For the lucky few readers that have not experienced the trials of dating-app chat I would ask you to imagine a world where every conversation you engage in begins with a sentence no longer than 4 words.
A world where you are expected to keep an acronym translator handy at all times, ready to decode the ‘wys?’ and ‘wbu?’ lines and meet them with enthusiasm rather than the disdain they deserve. A world where pictures speak a thousand words, but gifs speak zero.
Once you get past the initial small talk, thinking of ways to liven up a conversation that has begun with the conversation couplet ‘have you been up to much this weekend’ and ‘not really, you?’, you find yourself asking the same 5 questions, re-telling the same 5 stories, being ghosted for the 5th time that month.
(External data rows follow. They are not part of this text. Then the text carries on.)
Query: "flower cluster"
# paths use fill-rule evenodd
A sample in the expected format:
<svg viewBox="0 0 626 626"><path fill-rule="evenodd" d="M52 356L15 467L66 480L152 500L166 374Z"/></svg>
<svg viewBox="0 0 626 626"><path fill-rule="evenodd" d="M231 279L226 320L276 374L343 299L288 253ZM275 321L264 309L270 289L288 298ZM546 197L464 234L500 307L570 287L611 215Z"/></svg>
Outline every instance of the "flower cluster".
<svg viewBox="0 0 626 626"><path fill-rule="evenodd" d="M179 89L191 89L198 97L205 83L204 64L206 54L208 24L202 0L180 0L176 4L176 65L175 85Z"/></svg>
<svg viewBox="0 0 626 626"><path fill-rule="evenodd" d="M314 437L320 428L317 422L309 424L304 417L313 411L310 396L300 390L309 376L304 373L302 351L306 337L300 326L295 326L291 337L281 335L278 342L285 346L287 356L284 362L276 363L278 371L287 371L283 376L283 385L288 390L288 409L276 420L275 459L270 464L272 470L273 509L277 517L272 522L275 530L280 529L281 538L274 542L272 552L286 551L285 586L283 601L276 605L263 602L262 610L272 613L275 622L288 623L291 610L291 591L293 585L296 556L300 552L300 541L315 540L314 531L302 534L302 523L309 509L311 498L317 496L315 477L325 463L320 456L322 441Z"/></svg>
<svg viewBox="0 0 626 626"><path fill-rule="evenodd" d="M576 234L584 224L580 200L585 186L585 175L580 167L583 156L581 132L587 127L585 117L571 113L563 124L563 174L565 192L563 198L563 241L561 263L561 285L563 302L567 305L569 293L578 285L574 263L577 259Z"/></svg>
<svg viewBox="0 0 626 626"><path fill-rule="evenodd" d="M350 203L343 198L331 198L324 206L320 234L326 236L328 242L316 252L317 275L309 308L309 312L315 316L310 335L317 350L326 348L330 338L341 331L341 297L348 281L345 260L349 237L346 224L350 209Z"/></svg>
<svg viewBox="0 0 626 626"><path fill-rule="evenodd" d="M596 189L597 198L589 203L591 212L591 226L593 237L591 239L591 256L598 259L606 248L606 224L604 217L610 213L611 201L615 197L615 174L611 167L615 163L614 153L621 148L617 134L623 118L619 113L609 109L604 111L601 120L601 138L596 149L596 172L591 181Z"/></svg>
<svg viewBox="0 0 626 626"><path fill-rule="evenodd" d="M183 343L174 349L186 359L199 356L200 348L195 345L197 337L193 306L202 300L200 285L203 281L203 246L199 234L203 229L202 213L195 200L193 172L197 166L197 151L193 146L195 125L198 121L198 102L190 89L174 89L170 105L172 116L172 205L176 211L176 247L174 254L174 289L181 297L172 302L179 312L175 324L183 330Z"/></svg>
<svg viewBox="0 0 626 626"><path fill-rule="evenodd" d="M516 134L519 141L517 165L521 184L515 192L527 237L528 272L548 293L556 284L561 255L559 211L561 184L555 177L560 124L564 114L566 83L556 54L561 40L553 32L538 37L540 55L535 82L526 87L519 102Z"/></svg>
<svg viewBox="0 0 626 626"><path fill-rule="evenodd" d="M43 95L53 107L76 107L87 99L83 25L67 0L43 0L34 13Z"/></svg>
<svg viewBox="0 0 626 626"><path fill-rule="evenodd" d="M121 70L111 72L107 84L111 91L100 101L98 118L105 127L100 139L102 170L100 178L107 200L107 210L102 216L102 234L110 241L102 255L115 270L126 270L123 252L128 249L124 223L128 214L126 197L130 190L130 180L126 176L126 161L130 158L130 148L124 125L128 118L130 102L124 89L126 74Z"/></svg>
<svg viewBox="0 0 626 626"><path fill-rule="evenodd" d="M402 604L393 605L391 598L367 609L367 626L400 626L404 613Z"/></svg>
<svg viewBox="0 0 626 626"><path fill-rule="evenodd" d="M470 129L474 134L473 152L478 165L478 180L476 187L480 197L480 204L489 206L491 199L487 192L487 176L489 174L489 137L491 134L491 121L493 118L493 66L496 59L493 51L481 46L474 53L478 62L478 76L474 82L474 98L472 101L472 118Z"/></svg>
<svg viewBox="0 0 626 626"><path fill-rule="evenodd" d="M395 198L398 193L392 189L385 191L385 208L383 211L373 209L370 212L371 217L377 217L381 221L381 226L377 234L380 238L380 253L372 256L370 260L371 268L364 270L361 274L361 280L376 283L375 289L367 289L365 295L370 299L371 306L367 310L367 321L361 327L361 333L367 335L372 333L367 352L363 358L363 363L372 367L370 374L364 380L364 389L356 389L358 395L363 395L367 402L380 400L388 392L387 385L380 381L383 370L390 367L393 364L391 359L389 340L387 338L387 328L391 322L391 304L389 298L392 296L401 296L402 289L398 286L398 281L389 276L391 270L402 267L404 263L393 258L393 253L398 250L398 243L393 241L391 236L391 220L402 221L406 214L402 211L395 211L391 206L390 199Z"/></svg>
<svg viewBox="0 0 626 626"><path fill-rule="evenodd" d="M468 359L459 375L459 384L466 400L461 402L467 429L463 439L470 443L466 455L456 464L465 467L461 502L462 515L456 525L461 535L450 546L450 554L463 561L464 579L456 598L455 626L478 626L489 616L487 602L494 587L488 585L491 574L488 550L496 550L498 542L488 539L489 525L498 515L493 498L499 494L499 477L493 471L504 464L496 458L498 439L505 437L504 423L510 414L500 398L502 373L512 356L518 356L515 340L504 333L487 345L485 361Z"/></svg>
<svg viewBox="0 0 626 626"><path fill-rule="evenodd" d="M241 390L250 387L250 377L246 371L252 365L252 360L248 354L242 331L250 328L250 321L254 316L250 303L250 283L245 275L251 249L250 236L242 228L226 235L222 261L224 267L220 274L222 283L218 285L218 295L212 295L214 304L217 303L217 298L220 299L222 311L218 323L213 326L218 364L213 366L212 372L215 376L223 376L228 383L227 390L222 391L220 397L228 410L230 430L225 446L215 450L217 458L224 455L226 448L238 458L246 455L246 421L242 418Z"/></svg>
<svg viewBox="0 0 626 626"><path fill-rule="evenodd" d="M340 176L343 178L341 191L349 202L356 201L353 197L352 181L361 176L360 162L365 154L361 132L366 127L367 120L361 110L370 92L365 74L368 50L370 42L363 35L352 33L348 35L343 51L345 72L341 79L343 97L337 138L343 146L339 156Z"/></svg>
The pain of this familiar process is no one’s fault, it is just what one must go through while using the majority of dating apps. Though screenshots sometimes provide Tuesday night amusement on your group chats, by the time you have to explain you haven’t been up to much that weekend for the 6th time that week, you find yourself questioning whether it really is worth all the thumb work.
You also need to follow the unspoken etiquette that most users subscribe to but hardly any enjoy. Making sure you don’t reply too quickly and seem too over eager, making sure you don’t leave too long between replies and risk losing your audience.
These tedious routines and unspoken rules drain the fun out of dating, making it feel like a second job that you are constantly clocked in for.
Instead of talking to people the way we would in any other setting, we enter a trap that makes every line feel forced, rather than allowing us to be ourselves and attract like-minded matches.
If we are to make messaging online a less painful place to be, we need to let go of the unwritten rules that supress all of our natural conversation go-to’s. Bridging the gap between real life conversation and messaging matches online will make the whole process start to feel a lot less like work and a lot more like, well- dating!